3) Now to confirm that the xml files that i have have nothing to do with the annotations that i add and the annotations are actually embedded inside the pdf itself, i took this pdf lets say named MyBook.pdf. Now i checked the docdata folder to see(make sure) that there are no xml files corresponding to this pdf. So at this point i had no xml files corresponding to MyBook.pdf. Now i opened the MyBook.pdf using Okular and added some annotation like created a rectagle and added a text annotation saying "some xyz text for testing" and pressed Ctrl+S. Now i went back to the docdata folder and found that there are now 4 xml files corresponding to MyBook.pdf. When i right click on any of these xml files and see how much space each takes it is around 943 bytes(each). Now when i open all of them simultaneously in sublime text i see that they all have almost the same content and there is no tag for rectangle or the text annotations that i made. Below is the content inside one of the xml files:
<?xml version="1.0" encoding="utf-8"?>
<!DOCTYPE documentInfo>
<documentInfo url="/home/username/Documents/MyBook.pdf">
 <generalInfo>
  <history>
   <oldPage viewport="199;C2:0.5:0.99783:1"/>
   <oldPage viewport="200;C2:0.5:1.0038:1"/>
   <oldPage viewport="201;C2:0.5:0.990287:1"/>
   <oldPage viewport="202;C2:0.5:0.970861:1"/>
   <oldPage viewport="203;C2:0.5:0.975084:1"/>
   <oldPage viewport="204;C2:0.5:0.956503:1"/>
   <oldPage viewport="205;C2:0.5:0.0713682:1"/>
   <oldPage viewport="204;C2:0.5:0.000422297:1"/>
   <oldPage viewport="203;C2:0.5:0.00802365:1"/>
   <oldPage viewport="202;C2:0.5:0.0646115:1"/>
   <current viewport="201;C2:0.5:0.467483:1"/>
  </history>
  <views>
   <view name="PageView">
    <zoom mode="0" value="1.28479"/>
   </view>
  </views>
 </generalInfo>
</documentInfo>

Now i am confused that if there is no need for xml files since they do not have anything to do with the annotations i add in the pdf then why are they created in the first place? What is the need of these xml files they do not correspond to the actual annotations that i make? Is this a bug in this version of okular 1.3.3. Just FYI the 4 files are named like follows:
3187327.MyBook.pdf.xml
...
...

Moreover these files takes around 900 bytes each so they waste memory unnecessarily it seems.  
> Except there is another location where Okular stored annotations in these
> days. It was definitifely an XML file. But as far as I remember, it was
> these docdata files.
> 
> > > I am surprised that the PDF file has been lost. Your Okular version should
> > > theoretically not modify it...
> > 
> > Yes if instead a temporary file were used to write and checked if the write
> > was successful this problem could have been avoided.
> 
> Okular should theoretically open a PDF file only for reading, not for
> writing.
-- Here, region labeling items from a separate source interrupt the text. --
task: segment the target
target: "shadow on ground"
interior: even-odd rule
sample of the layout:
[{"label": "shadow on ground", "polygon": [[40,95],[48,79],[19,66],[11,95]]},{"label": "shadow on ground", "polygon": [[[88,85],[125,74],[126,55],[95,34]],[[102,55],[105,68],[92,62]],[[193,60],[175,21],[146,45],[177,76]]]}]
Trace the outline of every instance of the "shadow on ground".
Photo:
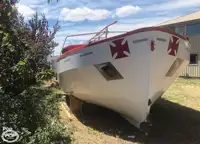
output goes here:
[{"label": "shadow on ground", "polygon": [[[200,112],[160,99],[151,108],[152,128],[145,136],[119,114],[92,104],[83,106],[77,118],[107,135],[143,144],[200,144]],[[130,138],[129,136],[135,136]]]}]

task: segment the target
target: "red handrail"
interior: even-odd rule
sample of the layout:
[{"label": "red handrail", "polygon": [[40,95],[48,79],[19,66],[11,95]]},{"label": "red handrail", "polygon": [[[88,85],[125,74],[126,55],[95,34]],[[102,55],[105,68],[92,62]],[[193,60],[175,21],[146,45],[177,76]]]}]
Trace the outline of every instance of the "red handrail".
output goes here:
[{"label": "red handrail", "polygon": [[100,30],[95,36],[93,36],[89,41],[88,41],[88,43],[90,43],[91,42],[91,40],[92,39],[94,39],[96,36],[98,36],[101,32],[103,32],[105,29],[107,29],[109,26],[111,26],[111,25],[114,25],[114,24],[116,24],[117,23],[117,21],[114,21],[114,22],[112,22],[111,24],[108,24],[107,26],[105,26],[102,30]]}]

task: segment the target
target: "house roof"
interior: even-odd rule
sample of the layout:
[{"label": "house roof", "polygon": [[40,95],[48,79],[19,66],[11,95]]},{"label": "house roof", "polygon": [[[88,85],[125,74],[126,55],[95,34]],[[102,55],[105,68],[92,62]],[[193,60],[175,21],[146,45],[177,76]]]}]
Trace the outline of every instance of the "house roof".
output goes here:
[{"label": "house roof", "polygon": [[178,23],[194,21],[194,20],[200,20],[200,11],[162,22],[158,24],[158,26],[172,25],[172,24],[178,24]]}]

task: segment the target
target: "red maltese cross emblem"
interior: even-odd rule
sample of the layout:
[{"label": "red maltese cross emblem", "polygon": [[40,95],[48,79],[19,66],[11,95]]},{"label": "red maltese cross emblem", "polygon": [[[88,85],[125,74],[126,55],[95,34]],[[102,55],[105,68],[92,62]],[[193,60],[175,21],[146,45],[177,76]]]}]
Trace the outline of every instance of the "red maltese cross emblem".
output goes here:
[{"label": "red maltese cross emblem", "polygon": [[169,46],[168,46],[168,50],[167,50],[169,55],[176,56],[176,54],[178,52],[179,41],[180,41],[180,39],[175,36],[172,36],[170,38]]},{"label": "red maltese cross emblem", "polygon": [[112,57],[115,59],[128,57],[130,55],[128,42],[124,38],[112,41],[110,50]]}]

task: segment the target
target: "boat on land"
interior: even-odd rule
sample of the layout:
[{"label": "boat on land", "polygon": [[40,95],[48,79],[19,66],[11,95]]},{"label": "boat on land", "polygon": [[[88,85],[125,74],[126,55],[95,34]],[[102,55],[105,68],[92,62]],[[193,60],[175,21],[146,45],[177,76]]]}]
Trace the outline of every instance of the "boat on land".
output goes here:
[{"label": "boat on land", "polygon": [[185,36],[161,27],[109,37],[115,23],[96,33],[72,35],[94,35],[87,43],[63,44],[58,81],[65,92],[112,109],[141,128],[152,104],[188,65],[191,46]]}]

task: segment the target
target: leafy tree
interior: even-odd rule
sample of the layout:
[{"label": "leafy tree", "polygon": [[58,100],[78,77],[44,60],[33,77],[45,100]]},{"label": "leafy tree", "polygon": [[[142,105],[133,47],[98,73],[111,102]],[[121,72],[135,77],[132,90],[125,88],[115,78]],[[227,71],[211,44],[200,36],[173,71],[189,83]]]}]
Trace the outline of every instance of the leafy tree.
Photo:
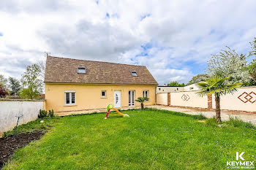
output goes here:
[{"label": "leafy tree", "polygon": [[214,76],[209,77],[206,80],[206,82],[198,82],[197,85],[201,88],[200,92],[197,92],[200,96],[206,96],[208,94],[214,94],[216,102],[216,119],[217,123],[221,123],[220,117],[220,96],[228,93],[233,94],[237,90],[237,88],[240,87],[242,83],[228,83],[230,77],[221,77]]},{"label": "leafy tree", "polygon": [[23,99],[37,99],[39,98],[40,93],[40,92],[35,90],[31,85],[18,91],[18,95]]},{"label": "leafy tree", "polygon": [[0,83],[2,84],[5,87],[7,85],[7,79],[5,78],[4,76],[2,74],[0,74]]},{"label": "leafy tree", "polygon": [[7,89],[5,88],[2,83],[0,83],[0,98],[4,98],[8,95]]},{"label": "leafy tree", "polygon": [[167,86],[170,86],[170,87],[184,87],[185,84],[184,83],[180,84],[178,82],[171,82],[169,84],[167,84]]},{"label": "leafy tree", "polygon": [[14,77],[10,77],[8,81],[9,88],[10,90],[10,95],[17,95],[18,91],[20,90],[21,88],[19,80]]},{"label": "leafy tree", "polygon": [[192,85],[194,83],[197,83],[199,82],[204,82],[208,78],[208,76],[206,74],[201,74],[194,76],[190,81],[187,83],[187,85]]},{"label": "leafy tree", "polygon": [[238,55],[235,50],[227,47],[217,55],[212,55],[208,61],[207,74],[209,77],[228,77],[231,83],[243,82],[246,85],[252,78],[246,69],[246,58],[243,54]]},{"label": "leafy tree", "polygon": [[252,45],[252,51],[251,51],[250,55],[255,55],[255,58],[252,60],[252,61],[248,64],[248,71],[249,74],[251,75],[252,80],[256,82],[256,37],[255,40],[250,42]]},{"label": "leafy tree", "polygon": [[144,109],[144,101],[148,100],[147,97],[138,97],[135,101],[140,103],[141,109]]},{"label": "leafy tree", "polygon": [[42,72],[43,72],[42,69],[38,63],[26,67],[21,78],[23,88],[19,93],[22,98],[34,99],[39,97],[43,87]]}]

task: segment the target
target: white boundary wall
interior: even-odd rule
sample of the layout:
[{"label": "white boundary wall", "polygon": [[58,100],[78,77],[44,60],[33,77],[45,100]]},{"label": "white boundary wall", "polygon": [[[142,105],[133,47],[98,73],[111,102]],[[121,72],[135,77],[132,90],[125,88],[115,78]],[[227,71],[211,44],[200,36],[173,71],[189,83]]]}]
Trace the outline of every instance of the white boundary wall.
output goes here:
[{"label": "white boundary wall", "polygon": [[[214,95],[212,108],[216,109]],[[233,95],[227,94],[221,96],[220,109],[256,112],[256,87],[239,88],[238,91]]]},{"label": "white boundary wall", "polygon": [[[170,106],[208,108],[208,96],[200,97],[198,91],[170,93]],[[167,105],[167,93],[157,93],[157,104]],[[212,96],[212,108],[216,109]],[[241,87],[235,93],[221,96],[220,109],[256,112],[256,87]]]},{"label": "white boundary wall", "polygon": [[208,108],[207,96],[201,97],[197,92],[170,93],[170,106]]},{"label": "white boundary wall", "polygon": [[168,93],[157,93],[157,104],[168,105]]},{"label": "white boundary wall", "polygon": [[16,125],[18,117],[20,118],[18,125],[27,123],[37,118],[39,109],[42,109],[44,101],[38,100],[0,100],[0,136],[4,132],[13,129]]}]

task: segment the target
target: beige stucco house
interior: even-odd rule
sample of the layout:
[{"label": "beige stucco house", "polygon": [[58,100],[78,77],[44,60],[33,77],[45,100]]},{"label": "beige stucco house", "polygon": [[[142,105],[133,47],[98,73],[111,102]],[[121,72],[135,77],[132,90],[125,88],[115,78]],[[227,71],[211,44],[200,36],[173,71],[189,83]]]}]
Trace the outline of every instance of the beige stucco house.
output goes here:
[{"label": "beige stucco house", "polygon": [[156,104],[157,82],[144,66],[48,56],[45,109],[75,112],[140,106],[135,100],[146,96],[146,105]]}]

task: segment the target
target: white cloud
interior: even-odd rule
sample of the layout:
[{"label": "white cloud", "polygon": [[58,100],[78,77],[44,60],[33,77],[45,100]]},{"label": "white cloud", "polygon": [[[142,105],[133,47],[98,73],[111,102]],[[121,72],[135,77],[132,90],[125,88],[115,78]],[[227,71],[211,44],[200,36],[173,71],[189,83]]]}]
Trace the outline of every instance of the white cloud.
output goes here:
[{"label": "white cloud", "polygon": [[1,1],[0,74],[20,77],[50,51],[146,65],[159,84],[187,82],[226,45],[248,52],[255,7],[252,0]]}]

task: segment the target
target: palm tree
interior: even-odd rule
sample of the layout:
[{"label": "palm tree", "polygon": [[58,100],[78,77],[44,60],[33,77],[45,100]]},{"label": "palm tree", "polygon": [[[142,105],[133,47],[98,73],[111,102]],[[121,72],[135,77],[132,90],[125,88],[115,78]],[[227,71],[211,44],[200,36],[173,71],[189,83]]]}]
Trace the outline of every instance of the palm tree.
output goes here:
[{"label": "palm tree", "polygon": [[147,97],[138,97],[135,101],[140,103],[141,109],[144,109],[144,101],[148,100]]},{"label": "palm tree", "polygon": [[216,103],[216,119],[217,123],[221,123],[220,117],[220,96],[228,93],[234,93],[237,91],[237,88],[240,87],[242,83],[230,84],[227,83],[229,77],[221,77],[214,76],[206,80],[205,82],[198,82],[197,85],[201,88],[200,92],[197,92],[201,96],[208,94],[214,94]]}]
So it should stay in its state on disk.
> 
> But actually I remember a bug report where a PDF file has shrunken to 0
> bytes after a power outage.
Comment 5 Laura David Hurka 2021-09-29 13:06:39 UTC
You are right, Okular 1.3.3 already saves annotations in PDF files. I thought this feature had been added in 1.4 or later, but it was actually added in 0.15.

In that case you unfortunately can not recover the annotations in a usual way. You might try some data recovery tools, depending on the file system which you use.

The docdata files are used to remember which page you viewed last, so when you open the document again, you see the same page.